Ужинали с тройным аппетитом. Василий чувствовал легкое опьянение и приятную теплоту. От костра курило смолой, пахло талым снегом. Ноги слегка ломило. Тело после сильного непривычного напряжения нежилось на мягких пихтовых ветвях.
Яхонтов даже унты снял, а Вихлястый, почти касаясь щеки Василия, надтреснутым высоким голосом будоражил свои и чужие обиды.
— Воевали, воевали, а шиш, видать, завоевали… Васька, да де же оно, равенство, когда, примерно, все поют с чужого тону? Вот я бы, примерно, драгер, слесарь и красный партизан, захотел по-своему? Нет, ша… Дисциплина человека слопала. Разве за это воевали? В учреждениях — погонники да спекулянты. Вася, да как же они нас осаврасили! Нет правильных людей… Вот техник Яхонтов, без малого инженер и свой человек, а бродяжит с ружьем, потому — правильности нет. Забросили прииск, миллионное дело. И ни гу-гу… Еграшка Сунцов здесь царь и бог.
Яхонтов искоса посматривал на Василия, ожидая возражений и будто изучая его.
Позевывая и вытягивая ноги к огню, Василий усмехнулся:
— Чудачите вы тут, ребятушки. От безделья ошарашило вам головы. У всех одна песня, а дела нет.
— Это вы верно сказали, — чеканно, с ударением, поддержал Яхонтов. — Все мы здесь только воем. Вы первый человек, который заговорил о деле. Только, боюсь, и вы сломаете голову. Здесь не прииск, а Мамаево побоище.
С юга, с гор, чуть-чуть колыхнул ветерок. Шумом отдаленной мельницы встрепенулась тайга. И разговоры легкими птицами закружились вокруг костра. Каждый вспоминал свою историю.
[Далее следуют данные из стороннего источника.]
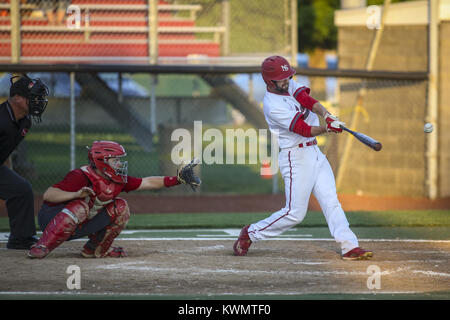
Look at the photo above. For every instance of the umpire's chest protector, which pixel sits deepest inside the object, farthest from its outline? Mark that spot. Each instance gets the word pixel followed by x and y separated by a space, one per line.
pixel 105 191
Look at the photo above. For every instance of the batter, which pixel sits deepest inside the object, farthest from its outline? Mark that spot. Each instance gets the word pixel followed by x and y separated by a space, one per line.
pixel 292 114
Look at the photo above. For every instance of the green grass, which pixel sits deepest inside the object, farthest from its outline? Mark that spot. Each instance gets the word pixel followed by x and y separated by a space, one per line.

Из отрывков, из смутных воспоминаний намечались пути каждого, и шли эти пути под свинцовыми дождями, в удушливом огне, кровью обагренные.
И Василий из сказанного понял нутром, что Яхонтова и Вихлястого занимают те же самые мысли. В глубине души он чувствовал, что нашел здесь для себя опору в предстоящей борьбе с тунгусниками и спиртоносами.
Раздумывая таким образом, он решил завтра же вернуться снова в Боровое и созвать рабочих.
Только под утро притихли.
Из-за темных гор сероватой паутиной расплывалась полоса рассвета. Звезды, как заливаемые дождем огоньки, гасли одна за другою.
3
На восходе солнца Настя бегала от казармы к казарме. Никита пропал с вечера и утром его еще не было дома. Во всех закоптелых, с паутинами и вонью квартирах плескался разговор об одном и том же:
— Приехал Еграха Сунцов. Обоз с провизией идет…
По высоким утрамбованным тропам топтались бабы, ребятишки. Теплый ветерок шевелил вершины леса, лохматил тряпье на плечах рабочих. Приискатели с обросшими сонными лицами из-под ладоней всматривались в Алексеевскую дорогу, а затем гуськом тянулись к мастерским и дальше — к драгам. Над прииском серыми столбами поднимался дым и кудрявился вместе с легким туманом.
— Ты что, девка, суматошишься? — одернула около дверей своей казармы старуха Качуриха Настю за рукав продырявленного военного полушубка. Лицо старухи дрожало похмельной старческой дрожью, а из углов выцветших глаз по носу насохли гноевые бороздки. Настя повернула к ней свое строгое лицо. В ее васильковых глазах горели отвращение и упрек. По лицу Качурихи догадалась, что Никита пил с ними всю ночь.
Настя круглой кубышкой вкатилась под темную крышу казармы, и через минуту оттуда послышалась ее надрывная ругань.
Бабы, ребятишки, сталкивая друг друга в снег, рваной ревущей кучей обступили двери Качуриной квартиры.
— Представление! Первое действие! Вход за три сухаря! — балагурил высокий парень с расплюснутым носом, притопывая большими полуболотными сапогами.
Из казармы слышались частые шлепки и человеческий хрип. Парень откинул дверь и, повернувшись к гогочущей толпе, закричал:
— Контракт на пять минут!
Любопытные бабы, цепляясь друг за друга, запрудили дверь. Наперерыв кричали:
— Прибавь, Настасья! По мусолам-то, по мусолам! Не все им изгаляться над бабами. Прибавь! Прибавь!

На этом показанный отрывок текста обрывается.